Die Berliner Volksbühne ist das Theater des Jahres! In der jährlichen Umfrage des Fachblattes „Theater heute“ hat immerhin gut ein Drittel der 46 stimmberechtigten Kritikerinnen und Kritiker für das Haus von Frank Castorf gestimmt. Das war zu erwarten. Vielleicht findet sich ja die allerbeste Bühne in Zittau oder Celle, wer weiß das schon so genau. Aber in Sachen Aufmerksamkeitsbündelung gehört der Volksbühne unbedingt der erste Platz. Über kein Haus wurde in der jüngeren Theatergeschichte mehr geschrieben, gestritten und geschimpft, aber auch gelobhudelt und gejammert wie über die Volksbühne.

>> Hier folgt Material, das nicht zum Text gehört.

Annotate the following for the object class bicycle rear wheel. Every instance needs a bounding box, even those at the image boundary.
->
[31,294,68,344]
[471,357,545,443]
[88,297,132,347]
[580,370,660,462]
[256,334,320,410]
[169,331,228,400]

Das hängt natürlich mit Chris Dercon zusammen, der nach den insgesamt kurzen 25 Castorf-Jahren das Haus jetzt übernommen hat. Und womöglich wären der Volksbühne ohne Dercon vor der Nase in ihrer Abschiedssaison nicht so viele schöne Inszenierungen gelungen. Und vielleicht waren Arbeiten wie Castorfs „Faust“ oder René Polleschs „Volksbühnen-Diskurs“-Reihe ja tatsächlich ästhetische und intellektuelle High-End-Produkte, vielleicht aber hat das dauerklatschende Publikum in einer Art vorauseilenden Vergreisung auch die Heiligsprechung des castorfianischen Kosmos betrieben. Eine Art Vergangenheitsverklärung noch bevor die Vergangenheit überhaupt angefangen hat. Weil alle wussten, dass dieser Kosmos auf Geheiß einer unergründlichen Kulturpolitik hier aufhören soll, kam es allen als unschätzbar, weil unwiederbringlich vor.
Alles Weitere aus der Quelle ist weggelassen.